Kenwood L07D antiskating


Have just bought a descent Kenwood L07D. This deck will complete my Collection and I would be happy if I could make it spin again. There is some missing parts on the arm and i wonder if anyone have any data on the antiskaiting weight. I have to make a new and I would like to know the mass and what material was used in the weight.

Cheers from Sweden
kb_61

Showing 6 responses by lewm

The anti-skate weight is not a simple weight on a thread, as in most tonearms that use such an AS device; it has a weight on one end of a nylon thread, and on the other end is a cylinder with a hole on one end that has to engage a tiny post located in a recessed area that can be found on the inner aspect of the vertical tower. The cylinder sits on the post; the thread winds around the dual pulley you can see on your tonearm, and the weight at the other end hangs in the breeze. A good machinist can make one for you, but you need to know the parameters. You might start by finding the post or prong to which I am referring, on the tonearm body. Also, you can get a lot of help from the L07D manual, which includes info on the tonearm, and you might do a search on the L07J tonearm itself.
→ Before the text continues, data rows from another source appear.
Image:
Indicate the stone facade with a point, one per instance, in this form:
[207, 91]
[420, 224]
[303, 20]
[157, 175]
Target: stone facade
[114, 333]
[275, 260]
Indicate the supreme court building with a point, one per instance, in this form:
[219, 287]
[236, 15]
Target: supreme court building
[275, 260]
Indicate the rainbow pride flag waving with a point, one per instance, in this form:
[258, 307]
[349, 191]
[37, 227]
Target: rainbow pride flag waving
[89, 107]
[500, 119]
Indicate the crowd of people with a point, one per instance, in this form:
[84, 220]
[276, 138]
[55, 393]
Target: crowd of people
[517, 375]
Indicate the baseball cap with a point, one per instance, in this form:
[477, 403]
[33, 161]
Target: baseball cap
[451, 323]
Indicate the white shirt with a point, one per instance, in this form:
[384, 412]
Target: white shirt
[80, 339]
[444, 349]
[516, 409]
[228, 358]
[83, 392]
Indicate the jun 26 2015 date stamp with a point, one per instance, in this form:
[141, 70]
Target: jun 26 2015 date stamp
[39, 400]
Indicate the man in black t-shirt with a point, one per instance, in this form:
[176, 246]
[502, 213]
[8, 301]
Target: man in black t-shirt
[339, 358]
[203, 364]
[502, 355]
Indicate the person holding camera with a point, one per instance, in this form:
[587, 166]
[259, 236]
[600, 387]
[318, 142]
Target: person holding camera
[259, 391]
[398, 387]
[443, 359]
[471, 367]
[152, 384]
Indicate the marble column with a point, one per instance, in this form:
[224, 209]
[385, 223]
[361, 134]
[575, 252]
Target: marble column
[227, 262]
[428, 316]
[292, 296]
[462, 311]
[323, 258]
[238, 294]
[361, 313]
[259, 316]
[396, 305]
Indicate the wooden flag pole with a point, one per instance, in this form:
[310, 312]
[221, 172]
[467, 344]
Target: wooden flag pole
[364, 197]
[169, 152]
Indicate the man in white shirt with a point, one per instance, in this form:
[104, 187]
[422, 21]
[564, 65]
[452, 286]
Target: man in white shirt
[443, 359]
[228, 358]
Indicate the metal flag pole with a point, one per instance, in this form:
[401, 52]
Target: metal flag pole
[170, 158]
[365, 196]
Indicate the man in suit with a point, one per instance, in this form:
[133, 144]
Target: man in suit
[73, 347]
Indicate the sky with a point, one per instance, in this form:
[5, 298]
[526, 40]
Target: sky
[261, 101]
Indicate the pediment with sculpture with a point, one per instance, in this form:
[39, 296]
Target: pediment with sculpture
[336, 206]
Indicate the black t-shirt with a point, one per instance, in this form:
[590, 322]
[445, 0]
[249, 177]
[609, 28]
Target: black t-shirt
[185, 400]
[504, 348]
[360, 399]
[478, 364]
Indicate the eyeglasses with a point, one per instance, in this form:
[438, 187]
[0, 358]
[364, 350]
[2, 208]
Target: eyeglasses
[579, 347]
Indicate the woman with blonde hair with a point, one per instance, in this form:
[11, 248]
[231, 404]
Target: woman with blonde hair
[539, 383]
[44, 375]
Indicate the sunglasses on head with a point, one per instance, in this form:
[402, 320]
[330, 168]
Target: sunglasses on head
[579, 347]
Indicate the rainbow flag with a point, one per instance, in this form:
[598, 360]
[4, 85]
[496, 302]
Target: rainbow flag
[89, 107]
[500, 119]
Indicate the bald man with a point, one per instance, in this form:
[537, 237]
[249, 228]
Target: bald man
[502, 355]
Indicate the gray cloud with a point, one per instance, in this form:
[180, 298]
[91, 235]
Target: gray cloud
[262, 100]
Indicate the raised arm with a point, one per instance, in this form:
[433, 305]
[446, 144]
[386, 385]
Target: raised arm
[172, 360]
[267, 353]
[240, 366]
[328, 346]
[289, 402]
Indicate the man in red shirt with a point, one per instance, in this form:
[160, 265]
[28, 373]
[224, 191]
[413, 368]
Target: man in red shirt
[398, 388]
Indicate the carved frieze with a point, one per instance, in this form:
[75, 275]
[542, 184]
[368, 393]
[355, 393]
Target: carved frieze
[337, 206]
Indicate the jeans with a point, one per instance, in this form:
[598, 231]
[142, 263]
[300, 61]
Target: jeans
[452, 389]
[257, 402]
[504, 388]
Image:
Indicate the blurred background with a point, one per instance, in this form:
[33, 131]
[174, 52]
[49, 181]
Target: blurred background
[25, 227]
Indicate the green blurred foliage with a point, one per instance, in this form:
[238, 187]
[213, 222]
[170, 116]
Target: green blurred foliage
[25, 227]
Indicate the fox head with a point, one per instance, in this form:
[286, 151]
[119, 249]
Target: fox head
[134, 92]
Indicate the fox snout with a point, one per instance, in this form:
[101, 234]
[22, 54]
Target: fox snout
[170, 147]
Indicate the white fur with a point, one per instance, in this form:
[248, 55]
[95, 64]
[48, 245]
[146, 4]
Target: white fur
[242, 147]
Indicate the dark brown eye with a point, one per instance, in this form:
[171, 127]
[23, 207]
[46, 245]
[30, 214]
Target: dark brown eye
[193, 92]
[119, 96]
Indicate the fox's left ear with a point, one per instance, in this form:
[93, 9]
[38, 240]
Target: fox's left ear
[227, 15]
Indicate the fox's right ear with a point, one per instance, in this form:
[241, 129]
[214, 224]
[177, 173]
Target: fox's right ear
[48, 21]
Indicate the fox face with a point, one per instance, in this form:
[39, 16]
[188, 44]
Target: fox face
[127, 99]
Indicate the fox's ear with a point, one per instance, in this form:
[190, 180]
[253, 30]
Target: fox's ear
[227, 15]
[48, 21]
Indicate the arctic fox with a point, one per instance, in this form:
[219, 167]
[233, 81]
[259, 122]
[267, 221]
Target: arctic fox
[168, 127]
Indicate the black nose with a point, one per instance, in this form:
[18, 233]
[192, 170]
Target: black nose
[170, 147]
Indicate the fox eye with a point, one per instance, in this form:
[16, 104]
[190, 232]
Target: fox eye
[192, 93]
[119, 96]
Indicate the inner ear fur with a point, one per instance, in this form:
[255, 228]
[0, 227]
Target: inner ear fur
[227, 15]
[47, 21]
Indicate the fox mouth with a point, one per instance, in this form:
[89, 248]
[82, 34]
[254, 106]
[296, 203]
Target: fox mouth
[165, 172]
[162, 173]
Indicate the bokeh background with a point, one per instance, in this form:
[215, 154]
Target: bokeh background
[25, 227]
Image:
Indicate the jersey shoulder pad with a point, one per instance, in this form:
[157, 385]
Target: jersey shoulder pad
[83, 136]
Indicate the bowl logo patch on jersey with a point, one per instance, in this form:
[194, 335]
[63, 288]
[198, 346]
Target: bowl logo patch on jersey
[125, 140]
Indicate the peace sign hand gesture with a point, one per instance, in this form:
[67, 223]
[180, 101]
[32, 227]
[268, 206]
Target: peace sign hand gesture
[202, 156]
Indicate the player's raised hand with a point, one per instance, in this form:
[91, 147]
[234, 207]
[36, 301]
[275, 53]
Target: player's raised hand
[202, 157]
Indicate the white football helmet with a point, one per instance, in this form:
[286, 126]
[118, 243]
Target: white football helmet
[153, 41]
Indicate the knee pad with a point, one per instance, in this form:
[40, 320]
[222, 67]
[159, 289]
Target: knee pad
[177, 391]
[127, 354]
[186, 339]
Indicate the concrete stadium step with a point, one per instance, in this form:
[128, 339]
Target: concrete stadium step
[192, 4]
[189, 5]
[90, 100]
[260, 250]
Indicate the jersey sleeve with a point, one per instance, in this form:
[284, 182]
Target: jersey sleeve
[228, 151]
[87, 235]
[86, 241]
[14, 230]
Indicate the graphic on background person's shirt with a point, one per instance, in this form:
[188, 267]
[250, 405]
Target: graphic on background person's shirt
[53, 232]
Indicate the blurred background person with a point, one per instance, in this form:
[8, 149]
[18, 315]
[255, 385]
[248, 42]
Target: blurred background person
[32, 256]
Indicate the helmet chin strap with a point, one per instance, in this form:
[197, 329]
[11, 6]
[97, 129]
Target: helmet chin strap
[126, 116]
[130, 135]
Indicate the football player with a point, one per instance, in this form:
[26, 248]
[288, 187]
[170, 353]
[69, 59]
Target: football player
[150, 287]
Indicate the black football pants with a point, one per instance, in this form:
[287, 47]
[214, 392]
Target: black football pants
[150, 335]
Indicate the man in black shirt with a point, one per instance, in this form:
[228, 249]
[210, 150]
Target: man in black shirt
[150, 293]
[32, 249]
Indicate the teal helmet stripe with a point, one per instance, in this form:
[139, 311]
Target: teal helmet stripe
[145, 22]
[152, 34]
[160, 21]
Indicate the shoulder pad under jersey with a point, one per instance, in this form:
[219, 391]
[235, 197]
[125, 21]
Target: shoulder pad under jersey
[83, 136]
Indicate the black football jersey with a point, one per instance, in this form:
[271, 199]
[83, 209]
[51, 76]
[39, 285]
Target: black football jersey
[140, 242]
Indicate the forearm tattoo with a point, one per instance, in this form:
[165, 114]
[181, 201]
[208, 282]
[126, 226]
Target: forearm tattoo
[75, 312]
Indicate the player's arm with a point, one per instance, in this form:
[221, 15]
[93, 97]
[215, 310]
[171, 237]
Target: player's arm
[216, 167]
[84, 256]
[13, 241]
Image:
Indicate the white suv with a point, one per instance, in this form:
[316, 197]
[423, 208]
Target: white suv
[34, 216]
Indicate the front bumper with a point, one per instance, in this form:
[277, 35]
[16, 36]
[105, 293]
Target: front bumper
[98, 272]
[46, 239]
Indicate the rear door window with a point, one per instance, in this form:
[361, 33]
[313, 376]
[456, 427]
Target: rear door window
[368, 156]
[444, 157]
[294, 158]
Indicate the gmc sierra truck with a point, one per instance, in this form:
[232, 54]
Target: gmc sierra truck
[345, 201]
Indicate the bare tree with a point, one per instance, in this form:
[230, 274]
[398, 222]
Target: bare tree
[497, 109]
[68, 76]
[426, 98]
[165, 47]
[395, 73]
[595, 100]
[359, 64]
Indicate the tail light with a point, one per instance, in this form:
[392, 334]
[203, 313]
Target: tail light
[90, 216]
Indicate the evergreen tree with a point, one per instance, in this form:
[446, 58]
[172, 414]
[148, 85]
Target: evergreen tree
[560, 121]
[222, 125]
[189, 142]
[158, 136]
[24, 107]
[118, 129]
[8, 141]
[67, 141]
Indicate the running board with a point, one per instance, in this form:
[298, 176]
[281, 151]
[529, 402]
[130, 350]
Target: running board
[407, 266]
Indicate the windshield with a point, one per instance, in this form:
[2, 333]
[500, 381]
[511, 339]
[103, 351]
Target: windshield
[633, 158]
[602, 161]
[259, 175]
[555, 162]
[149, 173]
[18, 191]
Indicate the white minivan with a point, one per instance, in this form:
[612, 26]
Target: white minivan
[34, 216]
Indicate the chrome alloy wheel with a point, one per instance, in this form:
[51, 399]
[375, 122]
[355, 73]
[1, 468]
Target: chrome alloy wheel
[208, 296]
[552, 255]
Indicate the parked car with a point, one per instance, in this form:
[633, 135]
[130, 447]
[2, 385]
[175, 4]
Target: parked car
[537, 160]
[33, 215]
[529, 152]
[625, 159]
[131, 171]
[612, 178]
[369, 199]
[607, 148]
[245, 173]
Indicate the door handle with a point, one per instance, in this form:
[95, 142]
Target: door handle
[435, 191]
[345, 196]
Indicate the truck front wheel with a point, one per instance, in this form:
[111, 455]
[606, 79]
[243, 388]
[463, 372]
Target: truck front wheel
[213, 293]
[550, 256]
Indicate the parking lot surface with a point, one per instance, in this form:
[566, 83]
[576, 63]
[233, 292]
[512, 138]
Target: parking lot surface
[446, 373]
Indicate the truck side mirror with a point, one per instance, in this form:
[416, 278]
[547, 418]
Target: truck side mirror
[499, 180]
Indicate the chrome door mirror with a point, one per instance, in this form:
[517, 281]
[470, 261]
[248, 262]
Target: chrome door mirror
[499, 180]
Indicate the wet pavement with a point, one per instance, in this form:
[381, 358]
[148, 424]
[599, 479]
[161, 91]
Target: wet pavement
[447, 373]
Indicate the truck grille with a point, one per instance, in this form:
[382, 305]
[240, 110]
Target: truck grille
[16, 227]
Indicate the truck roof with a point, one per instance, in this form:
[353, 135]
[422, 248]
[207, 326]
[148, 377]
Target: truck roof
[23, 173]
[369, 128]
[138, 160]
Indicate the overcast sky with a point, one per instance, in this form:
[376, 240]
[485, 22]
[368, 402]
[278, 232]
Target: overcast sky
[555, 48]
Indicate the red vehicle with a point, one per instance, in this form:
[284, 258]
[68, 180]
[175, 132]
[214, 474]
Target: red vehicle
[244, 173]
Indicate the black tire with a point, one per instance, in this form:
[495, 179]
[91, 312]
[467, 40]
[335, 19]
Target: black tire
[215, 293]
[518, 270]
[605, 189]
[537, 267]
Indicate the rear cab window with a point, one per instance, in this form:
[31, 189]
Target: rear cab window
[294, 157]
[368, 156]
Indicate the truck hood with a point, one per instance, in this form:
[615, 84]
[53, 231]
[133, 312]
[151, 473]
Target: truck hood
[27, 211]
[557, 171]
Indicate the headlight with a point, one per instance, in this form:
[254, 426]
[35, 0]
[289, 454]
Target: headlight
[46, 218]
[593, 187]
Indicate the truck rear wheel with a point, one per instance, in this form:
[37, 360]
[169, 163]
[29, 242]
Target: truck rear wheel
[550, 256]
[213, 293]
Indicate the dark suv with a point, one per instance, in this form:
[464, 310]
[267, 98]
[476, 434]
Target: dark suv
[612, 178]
It is popular to diss the tonearm, but I think it's really quite good, in the class with the better M-S tonearms that bring big bucks. The "problem" with the tonearm is the wiring scheme between cartridge and preamp. Bypassing that is easy.
Dear In_shore, You are certainly entitled to do what you want, but I would never put Rollerblocks under any turntable. I don't want movement of the chassis in the horizontal plane.
I don't think there is any risk to your cartridge. I am concerned that you have a rotating mass, in the form of the platter assembly. If that mass is not perfectly centered with respect to the rollerblocks, then I wonder if there is a tendency for the entire tt to want to counter-rotate in a circular fashion, with the true center of mass as its center. The entire plinth is designed and built to prevent that, and here we add a modification that defeats the purpose. I doubt it's a big problem, and since I am only theorizing, I could be wrong, and it may be no problem at all.
How about now, Dave?
I did not know or I forgot you wanted this.
Stand by.
I am going nuts myself with re-mounting the tonearm on my own L07D. I took it out of its mount in order to re-wire it, which never got done either. Having given up on that, when I tried to re-install it, it now seems that the locking mechanism for the vertical shaft on the tonearm proper will not expand sufficiently to admit the vertical shaft loosely enough so it can then be cranked down to set VTA. The locking mechanism seems to be at max diameter, yet still the tonearm hangs up. I never had this problem with my other L07D. I am thinking of maybe greasing the shaft. I don't know what else to do at this point or why it was fitted fine when I bought this thing.
Yep, that's what I finally did. But cranking it up and down to adjust VTA, with the collet "loose", is not at all like what it was with my previous L07D. Ironically, I bought this second one because it was sooooo new looking, quite minty. And sold my old one. It works OK, but I am not happy with the feel of it; it must be putting stress on the gears when I have to crank it down or up using the outer wheel, rather than the little crank wheel.